Purpose: The aims of this study are to evaluate whether cytochrome P450 (CYP)2D1/2D2-deficient dark agouti (DA) rats and/or CYP2D1/2D2-replete Sprague-Dawley (SD) rats are suitable preclinical models of the human, with respect to mirroring the very low plasma concentrations of metabolically derived oxymorphone seen in humans following oxycodone administration, and to examine the effects of streptozotocin-induced diabetes on the pharmacokinetics of oxycodone and its metabolites, noroxycodone and oxymorphone, in both rodent strains.
Methods: High-performance liquid chromatography-electrospray ionization-tandem mass spectrometry was used to quantify the serum concentrations of oxycodone, noroxycodone, and oxymorphone following subcutaneous administration of bolus doses of oxycodone (2 mg/kg) to groups of nondiabetic and diabetic rats.

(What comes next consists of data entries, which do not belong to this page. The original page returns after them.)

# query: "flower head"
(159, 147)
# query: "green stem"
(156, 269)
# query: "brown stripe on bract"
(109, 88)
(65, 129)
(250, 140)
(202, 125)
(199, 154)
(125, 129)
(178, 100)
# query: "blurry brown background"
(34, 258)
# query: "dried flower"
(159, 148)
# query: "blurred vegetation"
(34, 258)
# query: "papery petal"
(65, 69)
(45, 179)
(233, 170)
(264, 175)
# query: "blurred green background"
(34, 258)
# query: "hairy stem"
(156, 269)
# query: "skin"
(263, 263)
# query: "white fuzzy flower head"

Results: The mean (+/-SEM) areas under the serum concentration vs. time curves for oxycodone and noroxycodone were significantly higher in DA relative to SD rats (diabetic, p<0.05; nondiabetic, p<0.005). Serum concentrations of oxymorphone were very low (<6.9 nM).
Conclusions: Both DA and SD rats are suitable rodent models to study oxycodone's pharmacology, as their systemic exposure to metabolically derived oxymorphone (potent micro-opioid agonist) is very low, mirroring that seen in humans following oxycodone administration. Systemic exposure to oxycodone and noroxycodone was consistently higher for DA than for SD rats showing that strain differences predominated over diabetes status.